When my agent first brought the possibility of going to Germany to me, I was very hesitant to the idea. This had nothing to do with the team or even Europe as a whole, but I was struggling with some really unhealthy thoughts about what my life was supposed to be. My idea of success vs. failure has always been extremely black and white. Ever since I was 6 years old, my life has been designed to follow a specific blueprint. Varsity ----> D-1 ----> NBA. That, to me, was the only measure of success for myself and anything that deviated from that was 100% failure. So when Europe seemed like the best step for me to take, I was obviously fighting these feelings of failure and disappointment. I felt completely devastated by the fact that I felt my career was now a failure and I'd let everyone who ever believed in me down. 

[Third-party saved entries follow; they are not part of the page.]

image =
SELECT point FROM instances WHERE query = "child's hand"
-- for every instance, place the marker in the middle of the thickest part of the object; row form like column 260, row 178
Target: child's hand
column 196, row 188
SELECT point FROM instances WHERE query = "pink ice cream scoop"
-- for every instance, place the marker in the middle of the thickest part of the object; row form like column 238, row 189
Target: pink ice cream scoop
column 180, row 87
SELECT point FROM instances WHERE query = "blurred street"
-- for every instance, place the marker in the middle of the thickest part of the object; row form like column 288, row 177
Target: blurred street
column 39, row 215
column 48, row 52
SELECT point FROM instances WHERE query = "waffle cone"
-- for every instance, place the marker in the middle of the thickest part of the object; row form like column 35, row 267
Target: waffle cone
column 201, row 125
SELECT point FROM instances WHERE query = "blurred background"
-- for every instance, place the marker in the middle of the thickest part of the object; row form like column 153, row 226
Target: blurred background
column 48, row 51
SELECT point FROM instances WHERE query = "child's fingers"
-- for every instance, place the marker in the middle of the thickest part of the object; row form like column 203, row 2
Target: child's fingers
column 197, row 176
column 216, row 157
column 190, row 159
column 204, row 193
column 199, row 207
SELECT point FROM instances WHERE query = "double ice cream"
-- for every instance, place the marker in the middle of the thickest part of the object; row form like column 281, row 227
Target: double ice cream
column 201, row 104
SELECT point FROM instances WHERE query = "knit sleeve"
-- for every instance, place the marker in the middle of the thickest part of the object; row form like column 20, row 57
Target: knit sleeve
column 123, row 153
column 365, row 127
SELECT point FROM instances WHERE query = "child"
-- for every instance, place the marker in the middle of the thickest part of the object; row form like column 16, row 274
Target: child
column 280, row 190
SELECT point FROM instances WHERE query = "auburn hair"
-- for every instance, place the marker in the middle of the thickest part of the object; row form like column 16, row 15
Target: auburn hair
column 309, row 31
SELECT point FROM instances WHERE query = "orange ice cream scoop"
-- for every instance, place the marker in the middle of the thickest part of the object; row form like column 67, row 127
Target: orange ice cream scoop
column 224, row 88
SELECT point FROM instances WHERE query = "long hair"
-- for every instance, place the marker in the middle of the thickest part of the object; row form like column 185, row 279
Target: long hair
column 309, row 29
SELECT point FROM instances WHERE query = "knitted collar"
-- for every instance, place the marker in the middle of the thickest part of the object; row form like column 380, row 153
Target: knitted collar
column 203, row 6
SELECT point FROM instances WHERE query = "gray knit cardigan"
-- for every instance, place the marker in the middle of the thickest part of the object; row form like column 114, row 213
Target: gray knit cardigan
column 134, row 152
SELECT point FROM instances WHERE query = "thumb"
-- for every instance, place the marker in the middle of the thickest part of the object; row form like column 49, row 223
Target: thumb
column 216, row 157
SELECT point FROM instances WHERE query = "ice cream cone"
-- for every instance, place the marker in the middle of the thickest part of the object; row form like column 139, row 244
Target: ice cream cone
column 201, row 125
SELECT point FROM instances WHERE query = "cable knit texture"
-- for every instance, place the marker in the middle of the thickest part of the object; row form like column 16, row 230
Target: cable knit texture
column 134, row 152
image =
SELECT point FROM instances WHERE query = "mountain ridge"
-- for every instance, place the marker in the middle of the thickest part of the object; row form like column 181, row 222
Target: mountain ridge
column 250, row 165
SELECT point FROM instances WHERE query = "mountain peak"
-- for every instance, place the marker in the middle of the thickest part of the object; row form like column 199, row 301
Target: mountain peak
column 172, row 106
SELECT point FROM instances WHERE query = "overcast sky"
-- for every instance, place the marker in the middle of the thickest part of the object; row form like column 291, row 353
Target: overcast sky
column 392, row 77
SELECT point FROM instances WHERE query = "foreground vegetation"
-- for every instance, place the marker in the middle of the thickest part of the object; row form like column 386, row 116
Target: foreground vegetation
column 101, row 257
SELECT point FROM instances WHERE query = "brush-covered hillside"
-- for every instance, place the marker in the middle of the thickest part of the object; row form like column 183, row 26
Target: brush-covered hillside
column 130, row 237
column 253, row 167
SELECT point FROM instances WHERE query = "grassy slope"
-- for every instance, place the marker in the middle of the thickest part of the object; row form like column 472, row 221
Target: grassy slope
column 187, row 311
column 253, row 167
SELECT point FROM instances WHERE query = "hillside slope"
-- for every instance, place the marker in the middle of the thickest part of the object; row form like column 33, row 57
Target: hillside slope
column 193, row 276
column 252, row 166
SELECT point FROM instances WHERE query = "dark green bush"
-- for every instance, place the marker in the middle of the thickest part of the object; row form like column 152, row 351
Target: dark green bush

After taking a couple days to really allow myself to contemplate the option, I realized how wrong my thoughts had been. I talked with the people around me and realized how excited each of them were for me to have the opportunity to play for such an incredible team, and be somewhere I can play the game I love and see the world. Seeing the support flow in from those around me showed me how wrong I was to feel as though I'd let all these people down. This got me to finally confront my own feelings about myself and the opportunity I was being given. 

Once I finally confronted those unhealthy thoughts and feelings, it made it easier to start to realize that success and failure isn't just black and white. Just because you haven't accomplished exactly what you set out to doesn’t mean you’re a failure, and it certainly doesn't mean that you’ll never have the chance to accomplish it again. Progress definitely isn’t a linear trajectory. It’s full of ups and down, pitfalls and plateaus. One thing I know is, I’ve felt like I've failed many times in my life, and each one of them has put me exactly where I was meant to be. 

I’ve always been a religious person. I truly believe that without my faith I wouldn't be where I am today. It’s always gotten me through the toughest periods of my life and I’ve always believed that God is giving me challenges to overcome and make me stronger. I know that this is one of those times. I believe I’ve been given this opportunity to teach me my own strength and to help me correct the unhealthy views I’ve held my whole life. 

With all that being said, I can’t even begin to describe how excited I am to be a member of Bayern Munich and start an incredible journey. I’m so honored to have the opportunity to play for such an amazing team and compete at such a high level. Although I have no idea what to expect and I’m definitely scared, I’m ready to take it head on.